Explore: depending on the number of players playing in the game, you will draw a certain number of cubes from the box without looking at them. These are dropped into the dungeon.
Act: Players will have a time to activate either their Race or Class ability listed on their cards. Some of these abilities might involve flicking one or more cubes in the dungeon. You will do this by using a fingertip to hit or tap a cube in a desired direction.
Loot: You will form a room to loot by selecting 3 gray pillar cubes, and then form a pretend wall from cube to cube to form a room. Collect all the cubes within or touching those pretend walls, this is your loot. You cannot, however, form a room that would cause you to collect a pillar inside of it, nor can you form a room where you would lose your last health point.
End of Turn: Flip over your turn order marker to indicate you performed your turn.
The next player then does the same steps, adding new loot, making a new room, and taking those cubes inside the room for themselves.
End of Round: Players add up the total number of treasure cubes in their stash, excluding monsters, to determine their weight. The turn order is reassigned by this weight from lightest to heaviest.
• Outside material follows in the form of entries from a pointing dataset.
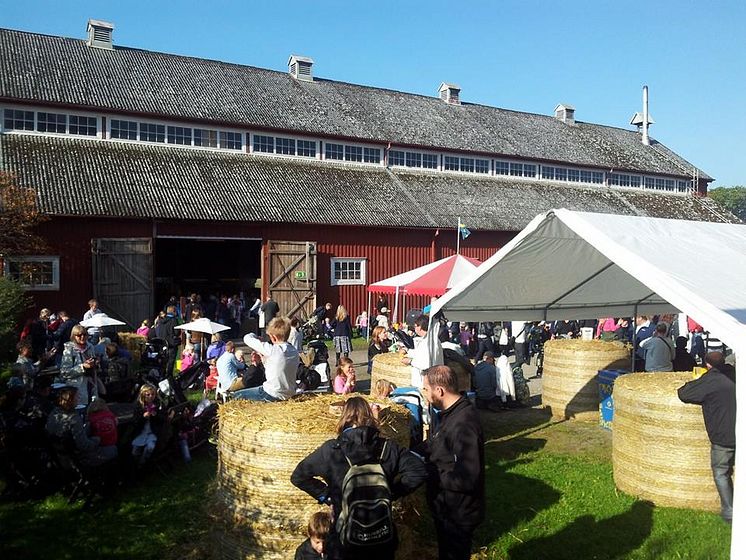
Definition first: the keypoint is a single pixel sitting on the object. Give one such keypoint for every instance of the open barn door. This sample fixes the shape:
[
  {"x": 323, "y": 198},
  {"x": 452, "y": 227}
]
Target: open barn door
[
  {"x": 291, "y": 268},
  {"x": 123, "y": 277}
]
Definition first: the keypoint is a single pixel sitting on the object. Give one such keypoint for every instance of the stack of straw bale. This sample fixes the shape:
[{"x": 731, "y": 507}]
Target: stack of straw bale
[
  {"x": 388, "y": 366},
  {"x": 660, "y": 449},
  {"x": 258, "y": 512},
  {"x": 570, "y": 384}
]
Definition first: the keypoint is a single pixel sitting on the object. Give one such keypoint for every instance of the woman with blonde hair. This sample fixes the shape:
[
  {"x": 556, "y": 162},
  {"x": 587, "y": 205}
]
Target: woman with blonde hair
[
  {"x": 342, "y": 330},
  {"x": 358, "y": 442}
]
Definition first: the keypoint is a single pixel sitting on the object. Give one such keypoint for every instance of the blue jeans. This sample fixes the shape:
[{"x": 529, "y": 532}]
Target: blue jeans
[
  {"x": 254, "y": 394},
  {"x": 722, "y": 460}
]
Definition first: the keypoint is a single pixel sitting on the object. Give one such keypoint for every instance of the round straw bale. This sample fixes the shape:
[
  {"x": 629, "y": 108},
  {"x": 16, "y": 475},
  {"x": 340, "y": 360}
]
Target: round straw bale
[
  {"x": 569, "y": 384},
  {"x": 388, "y": 366},
  {"x": 660, "y": 449},
  {"x": 259, "y": 446}
]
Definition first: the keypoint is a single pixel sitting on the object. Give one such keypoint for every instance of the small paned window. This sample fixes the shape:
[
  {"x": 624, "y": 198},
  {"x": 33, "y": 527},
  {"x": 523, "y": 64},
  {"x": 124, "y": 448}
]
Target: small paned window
[
  {"x": 126, "y": 130},
  {"x": 51, "y": 122},
  {"x": 179, "y": 135},
  {"x": 230, "y": 140},
  {"x": 85, "y": 126},
  {"x": 353, "y": 153},
  {"x": 516, "y": 169},
  {"x": 334, "y": 151},
  {"x": 372, "y": 155},
  {"x": 264, "y": 144},
  {"x": 285, "y": 146},
  {"x": 414, "y": 159},
  {"x": 18, "y": 120},
  {"x": 34, "y": 273},
  {"x": 151, "y": 132},
  {"x": 307, "y": 148},
  {"x": 348, "y": 272},
  {"x": 467, "y": 164},
  {"x": 430, "y": 161},
  {"x": 451, "y": 163},
  {"x": 396, "y": 157}
]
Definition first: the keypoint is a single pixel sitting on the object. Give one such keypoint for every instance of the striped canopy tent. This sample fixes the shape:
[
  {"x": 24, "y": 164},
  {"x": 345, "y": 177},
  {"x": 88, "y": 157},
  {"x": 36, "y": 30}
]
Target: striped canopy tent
[{"x": 433, "y": 279}]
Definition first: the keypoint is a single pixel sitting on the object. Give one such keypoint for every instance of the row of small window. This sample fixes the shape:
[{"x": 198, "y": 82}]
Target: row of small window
[
  {"x": 50, "y": 122},
  {"x": 654, "y": 183},
  {"x": 186, "y": 136}
]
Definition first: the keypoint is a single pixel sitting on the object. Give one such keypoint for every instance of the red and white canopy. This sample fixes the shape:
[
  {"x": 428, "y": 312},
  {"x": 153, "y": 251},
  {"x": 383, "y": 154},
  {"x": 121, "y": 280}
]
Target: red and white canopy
[{"x": 433, "y": 279}]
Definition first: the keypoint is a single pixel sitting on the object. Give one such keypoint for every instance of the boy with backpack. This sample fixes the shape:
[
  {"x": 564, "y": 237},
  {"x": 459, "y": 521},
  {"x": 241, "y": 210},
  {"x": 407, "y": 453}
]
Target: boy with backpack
[{"x": 360, "y": 474}]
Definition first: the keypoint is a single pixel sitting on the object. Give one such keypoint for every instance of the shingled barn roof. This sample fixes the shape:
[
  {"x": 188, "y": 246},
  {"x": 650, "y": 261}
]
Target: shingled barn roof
[
  {"x": 79, "y": 177},
  {"x": 63, "y": 71}
]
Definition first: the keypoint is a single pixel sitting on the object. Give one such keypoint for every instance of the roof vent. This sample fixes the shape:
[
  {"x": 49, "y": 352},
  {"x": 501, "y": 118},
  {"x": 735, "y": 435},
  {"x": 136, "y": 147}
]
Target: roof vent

A new round is then performed and continues until 3 rounds have been completed.
After 3 rounds, it’s time to count up your loot. Players reveal their quest cards. For each key paired with a chest, you roll the chest to see how much it’s worth. You then count up your total score according to the scoring rules of each cube. Whoever has the most points wins the game.
Dungeon Drop is a very nice, short game that I really enjoy playing with my kids. The game has a more hands on feel that a lot of other games don’t have, so it’s nice to play something where the way you drop cubes onto the table impacts the game.
The rules are simple enough that making a room is easy to do, and trying to find the best treasure with all the possible options is fun to wade through. Also, the best possible treasure in each room can be different for each player, so players aren’t necessarily competing for the same cubes. You would normally think the more cubes you can loot, the better you will do. But in this game, you only have 3 rounds, and getting the treasures that score you the most points will most likely score you more points than simply the room with the most cubes.
The synergy between some cubes is also fun to figure out. For example, you need a key to open a treasure chest and the treasure can be high or low depending on the result of the roll, so getting key cubes is a toss up.
I know that Phase Shift Games has an expansion for this game that I would think I would enjoy. As it stands now, I’d like a few more different cubes or interaction between the cubes to gain points for more advanced gameplay. I haven’t played the expansion yet, but I hope it might fulfill my need to add something to make the game a little more complex and decisions a little harder.
Overall, this game will find time on my table, and my kids will be able to continually drop those cubes, fight monsters, and loot some treasure.